Communing with the Universe

Catching up with some long overdue email correspondence yesterday morning (pausing a moment to offer apologies to friends who follow me here who are long waiting on replies to emails sent this summer ... sorry!), I returned a message to someone who tracked me down here on blipfoto after reading my book. We'd started to enjoy a bit of a dialogue but then work intervened. In his previous email he had written ...

"Like you I often feel like an outsider looking in, whilst looking out for like-minded souls - people who have a deep intuition that there is meaning and purpose within the mystery but who reject the materialism of science, the narrow-mindedness of religion, the dodgy ideology linked to intelligent design, the hippy-dippy antics of the new age - and the soullessness of consumerism. And often it seems they are pretty thin on the ground ... which is of course why I connected so readily with you and Earthdream".
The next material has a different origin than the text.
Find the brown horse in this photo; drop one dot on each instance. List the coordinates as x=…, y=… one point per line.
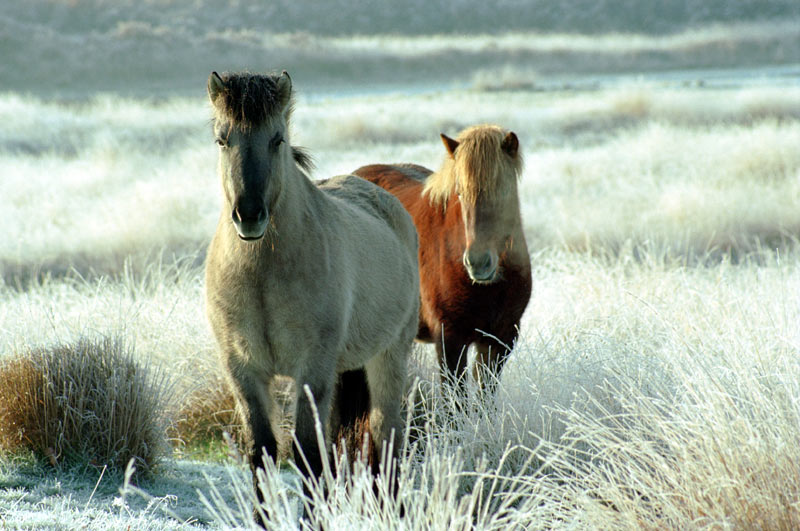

That touched a deep chord. My book suffered from not being easy to pigeon-hole. It wanders around all sorts of subjects without being rigorous enough to be considered academic, but at the same time too challenging to be considered popular. It was subtitled The Marriage of Reason and Intuition. I argued that Reason alone isn't sufficient to fashion a model of our world. I tried to show - on a number of different levels - that the rational approach ultimately fails. We need a suprarational way of looking at the world, one which encompasses both the logic of what I referred to as the Many (the parts) and the alogic of what I referred to as the One (the wholes or systems which exhibit totally surprising emergent phenomena). My book had lots of questions and very few answers - possibly explaining why it never sold many copies! Most of all, I like to think that it stands as a celebration of the essential mystery of our existence.

I use Reason and Intuition fairly loosely to refer to two modalities. They correspond to the head and the heart, to thinking and feeling, to the left and right side of our brain. Our consciousness tends to inhabit one side or the other. It's not easy to get in a state of mind where we are employing both modes - but when we do there is a feeling of well-being that beats almost any other experience.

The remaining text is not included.